Gemini 3.5 Flash Costs 5.5x More Than Its Predecessor

Key Takeaways
- Gemini 3.5 Flash costs 5.5x more to run than its predecessor in benchmark testing
- Token prices tripled: $1.50/$9.00 per million tokens, up from $0.50/$3.00
- High token consumption on agent tasks pushes total costs 75% above Gemini 3.1 Pro
Google DeepMind has released Gemini 3.5 Flash, and the price tag is raising eyebrows. The new model costs 5.5 times more to run than Gemini 3 Flash in benchmark testing, according to an analysis by Artificial Analysis. That makes it nearly twice as expensive as the Pro model Gemini 3.1.
The sticker shock gets worse when you look at agent-based tasks. Gemini 3.5 Flash burns through so many tokens that total costs end up 75 percent higher than Gemini 3.1 Pro, the model it was supposed to undercut.
Token Prices Triple Across the Board
Google now charges $1.50 per million input tokens and $9.00 per million output tokens for Gemini 3.5 Flash. That's up from $0.50 and $3.00 for Gemini 3 Flash. A straight tripling.
On paper, that's still cheaper per token than Gemini 3.1 Pro at $2.00 and $12.00. But the math flips in practice. Gemini 3.5 Flash consumes far more tokens to complete agent-based tasks, wiping out the per-token savings.

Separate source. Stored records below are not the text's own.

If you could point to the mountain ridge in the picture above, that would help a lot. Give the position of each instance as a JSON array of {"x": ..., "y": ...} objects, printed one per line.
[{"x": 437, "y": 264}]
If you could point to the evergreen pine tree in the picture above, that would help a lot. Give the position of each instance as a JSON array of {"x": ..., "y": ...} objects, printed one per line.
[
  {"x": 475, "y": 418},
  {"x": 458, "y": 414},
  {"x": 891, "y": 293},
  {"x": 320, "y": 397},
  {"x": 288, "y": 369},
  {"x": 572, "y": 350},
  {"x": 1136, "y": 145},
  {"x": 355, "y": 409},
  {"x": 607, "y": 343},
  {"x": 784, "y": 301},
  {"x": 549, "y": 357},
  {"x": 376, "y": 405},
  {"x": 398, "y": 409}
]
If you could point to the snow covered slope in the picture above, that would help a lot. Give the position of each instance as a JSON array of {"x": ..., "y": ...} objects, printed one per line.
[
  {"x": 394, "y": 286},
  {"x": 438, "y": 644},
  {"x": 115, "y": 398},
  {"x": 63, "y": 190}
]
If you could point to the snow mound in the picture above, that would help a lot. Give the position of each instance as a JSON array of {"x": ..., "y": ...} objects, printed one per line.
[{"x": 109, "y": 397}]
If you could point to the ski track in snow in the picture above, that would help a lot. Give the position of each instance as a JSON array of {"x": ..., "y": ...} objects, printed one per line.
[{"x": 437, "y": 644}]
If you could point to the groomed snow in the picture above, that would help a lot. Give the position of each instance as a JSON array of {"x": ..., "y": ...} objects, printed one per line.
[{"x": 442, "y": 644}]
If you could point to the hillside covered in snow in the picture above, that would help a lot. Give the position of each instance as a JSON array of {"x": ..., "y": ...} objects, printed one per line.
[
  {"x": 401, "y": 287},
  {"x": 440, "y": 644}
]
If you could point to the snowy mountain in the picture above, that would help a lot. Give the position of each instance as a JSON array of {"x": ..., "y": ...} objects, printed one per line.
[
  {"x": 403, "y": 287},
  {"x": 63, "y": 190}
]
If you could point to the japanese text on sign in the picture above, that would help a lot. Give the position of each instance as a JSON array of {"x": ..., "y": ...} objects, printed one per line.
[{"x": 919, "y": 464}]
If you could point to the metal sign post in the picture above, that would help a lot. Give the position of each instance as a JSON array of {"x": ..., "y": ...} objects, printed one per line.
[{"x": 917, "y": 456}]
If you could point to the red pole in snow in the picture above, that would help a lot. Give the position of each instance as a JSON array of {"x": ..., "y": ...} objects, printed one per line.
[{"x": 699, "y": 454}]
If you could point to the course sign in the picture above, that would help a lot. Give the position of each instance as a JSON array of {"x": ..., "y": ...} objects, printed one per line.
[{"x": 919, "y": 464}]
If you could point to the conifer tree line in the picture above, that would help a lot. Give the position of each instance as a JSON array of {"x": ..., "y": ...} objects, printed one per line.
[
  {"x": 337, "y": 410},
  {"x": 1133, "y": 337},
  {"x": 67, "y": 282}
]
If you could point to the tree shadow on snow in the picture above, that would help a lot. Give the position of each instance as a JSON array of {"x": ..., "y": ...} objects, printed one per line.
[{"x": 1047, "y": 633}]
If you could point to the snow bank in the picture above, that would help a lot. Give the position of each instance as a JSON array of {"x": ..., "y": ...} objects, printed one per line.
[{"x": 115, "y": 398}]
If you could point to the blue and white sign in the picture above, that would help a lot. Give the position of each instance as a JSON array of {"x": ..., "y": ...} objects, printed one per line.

The context window stays at one million tokens. So developers get the same input capacity but pay more for what comes out.
Google Joins an Industry-Wide Price Hike
Google isn't alone in making newer models pricier. Anthropic's Opus 4.7 had a hidden price increase of roughly 30 to 40 percent over its predecessor due to higher token consumption. OpenAI's GPT 5.5 jumped 50 to 90 percent over GPT 5.4. In OpenAI's case, token consumption went down but base prices went up. Google raised both.
For developers and companies, this means raw token price is becoming a less useful metric on its own. What matters now is efficiency: how many tokens a model actually needs to finish a job. A cheaper per-token rate means nothing if the model uses three times as many tokens.
Performance Gains Come With a Catch
Gemini 3.5 Flash does deliver meaningful improvements. It scores 55 on the Artificial Analysis Intelligence Index, nine points above Gemini 3 Flash. That puts it ahead of Grok 4.3 (53) and Claude Sonnet 4.6 (52).
The model pushes out more than 280 output tokens per second, making it the fastest in its intelligence class. Gains show up across nearly every category tested, with the strongest improvements in agentic and multimodal tasks.

But there's a notable weakness. In programming tasks, Gemini 3.5 Flash falls clearly behind competitors like GPT-5.5 and Claude Opus 4.7. For teams building coding assistants or developer tools, this could be a deal-breaker.

Hallucinations Remain a Problem
Despite the intelligence gains, Gemini 3.5 Flash still struggles with hallucinations. The model shows improvement in knowledge accuracy, but factual reliability remains an issue that developers will need to account for in production systems.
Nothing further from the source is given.